Under the WHS Act, “officers” of corporations are required to exercise due diligence in relation to work health and safety (WHS) matters relating to work performed by that corporation. That means this duty can be breached merely by failing to apply due diligence, even though there may not have been an actual work health and safety incident.

Failing to exercise due diligence:

  • is a criminal offence;
  • is punishable by a fine of up to $600,000 and/or 5 years imprisonment. These penalties are imposed on officers personally and are over and above any penalty that is imposed on their company;
  • may mean that the officer is not indemnified by the company’s insurance.

This means that it is vital for a corporation to be able to identify who its officers are, so that those people can be included in the corporation’s Due Diligence Framework. A recent decision of the High Court of Australia indicates that the identification of officers will often require detailed consideration of the circumstances of the particular corporation (and the particular officer).

Who is an officer?

The WHS Act incorporates the definition of “officer” which is found in section 9 of the Corporations Act 2001 (Cth), which provides that “officers” are persons:

  • of a prescribed position (e.g. director, company secretary etc).
  • who make, or participate in making, decisions that affect the whole, or a substantial part, of the business of the corporation.
  • who have the capacity to affect significantly the corporation’s financial standing.
  • in accordance with whose instructions or wishes the directors of the corporation are accustomed to act.
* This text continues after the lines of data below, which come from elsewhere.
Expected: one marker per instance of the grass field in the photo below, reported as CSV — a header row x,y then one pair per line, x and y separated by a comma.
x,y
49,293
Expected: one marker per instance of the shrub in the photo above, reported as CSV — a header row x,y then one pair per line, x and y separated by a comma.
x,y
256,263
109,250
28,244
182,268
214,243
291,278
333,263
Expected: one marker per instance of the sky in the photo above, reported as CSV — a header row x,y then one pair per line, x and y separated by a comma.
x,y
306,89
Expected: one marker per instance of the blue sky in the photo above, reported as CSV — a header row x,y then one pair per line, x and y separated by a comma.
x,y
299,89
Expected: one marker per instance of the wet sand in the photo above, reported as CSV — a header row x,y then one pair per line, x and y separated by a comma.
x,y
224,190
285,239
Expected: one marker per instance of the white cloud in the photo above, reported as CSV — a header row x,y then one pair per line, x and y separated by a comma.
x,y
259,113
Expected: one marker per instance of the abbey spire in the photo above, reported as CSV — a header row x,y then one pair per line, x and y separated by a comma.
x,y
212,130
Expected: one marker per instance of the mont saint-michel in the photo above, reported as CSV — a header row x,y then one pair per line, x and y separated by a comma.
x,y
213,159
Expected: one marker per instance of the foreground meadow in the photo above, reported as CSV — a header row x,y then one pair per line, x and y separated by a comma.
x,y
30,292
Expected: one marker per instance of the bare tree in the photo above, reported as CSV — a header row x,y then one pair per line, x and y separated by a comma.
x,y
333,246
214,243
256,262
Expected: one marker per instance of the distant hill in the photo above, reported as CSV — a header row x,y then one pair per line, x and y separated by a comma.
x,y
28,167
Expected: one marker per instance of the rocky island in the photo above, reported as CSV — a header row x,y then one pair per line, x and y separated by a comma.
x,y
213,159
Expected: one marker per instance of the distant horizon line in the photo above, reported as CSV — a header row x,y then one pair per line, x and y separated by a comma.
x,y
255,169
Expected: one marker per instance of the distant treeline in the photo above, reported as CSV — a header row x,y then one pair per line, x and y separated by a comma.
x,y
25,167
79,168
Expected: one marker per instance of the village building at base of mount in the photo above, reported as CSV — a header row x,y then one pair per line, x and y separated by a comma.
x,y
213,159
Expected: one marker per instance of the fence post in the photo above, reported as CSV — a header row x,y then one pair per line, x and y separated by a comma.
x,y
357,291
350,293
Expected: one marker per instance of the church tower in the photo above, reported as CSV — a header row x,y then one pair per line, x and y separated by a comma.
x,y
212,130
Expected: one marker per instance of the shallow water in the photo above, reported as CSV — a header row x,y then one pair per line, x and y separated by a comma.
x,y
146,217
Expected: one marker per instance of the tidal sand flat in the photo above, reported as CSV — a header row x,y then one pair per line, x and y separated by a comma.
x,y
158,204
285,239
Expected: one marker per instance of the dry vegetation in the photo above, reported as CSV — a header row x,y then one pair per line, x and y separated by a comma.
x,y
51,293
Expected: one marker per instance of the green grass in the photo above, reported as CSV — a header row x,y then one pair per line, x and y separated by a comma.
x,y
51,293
Identifying people who are officers because of their “prescribed positions” will usually be straightforward, whereas for officers in the other categories, the position is more complex. The recent case of Shafron v ASIC [2012] HCA 18 sheds further light on the test for identifying a person who is an officer because they “make, or participate in making, decisions that affect the whole, or a substantial part, of the business of the corporation”.

The facts

Mr Shafron was the company secretary and general counsel of James Hardie Industries Ltd (JHIL). Mr Shafron was charged with failing to exercise his powers and discharge his duties as an officer of JHIL with the degree of care and diligence required by section 180 of the Corporations Act.

The question was whether Mr Shafron “made, or participated in making, decisions that affect the whole, or a substantial part, of the business of the corporation”. Mr Shafron argued that it was the Board of JHL which made such decisions. Mr Shafron was not a member of the Board. Accordingly, he argued, he could not participate in the making of decisions if he did not have a vote.

The finding

The Court rejected this argument, and looked to past advice which Mr Shafron had given to the Board. The Court found that Mr Shafron played a large part in formulating proposals to put to the Board and in formulating proposals, went beyond the mere provision of “advice or assistance” to the Board.

For example Mr Shafron had given a proposal to the Board that he and other executives had worked on, which was rejected, and then re-submitted after amendment by Mr Shafron. In that way, Mr Shafron controlled what information the Board would receive. This showed that Mr Shafron had “participated” in the relevant decision, even though he had not voted on it, because he was a moving force behind the proposal on which the Board ultimately agreed.

Lessons for PCBUs

  • The identification of the officers of a corporation is the essential preliminary step to the development of a Due Diligence Framework which will apply to those officers.
  • In determining whether an executive is an officer on the basis of involvement in decision making, it is necessary to assess both the significance of the executive’s role in the decision, and the overall significance of the decision for the affairs of the company.
  • Because the question is not simple, and turns on matters of fact and degree, executives should be included within a Due Diligence Framework if there is any doubt about their role.  The worst that can happen to an executive who is included within a Due Diligence Framework, and later found not to be an officer, is that the executive knows more about work safety than the law requires them to know.  The worst that can happen to an executive who is excluded from a Due Diligence Framework and later found to be an officer, is personal criminal liability.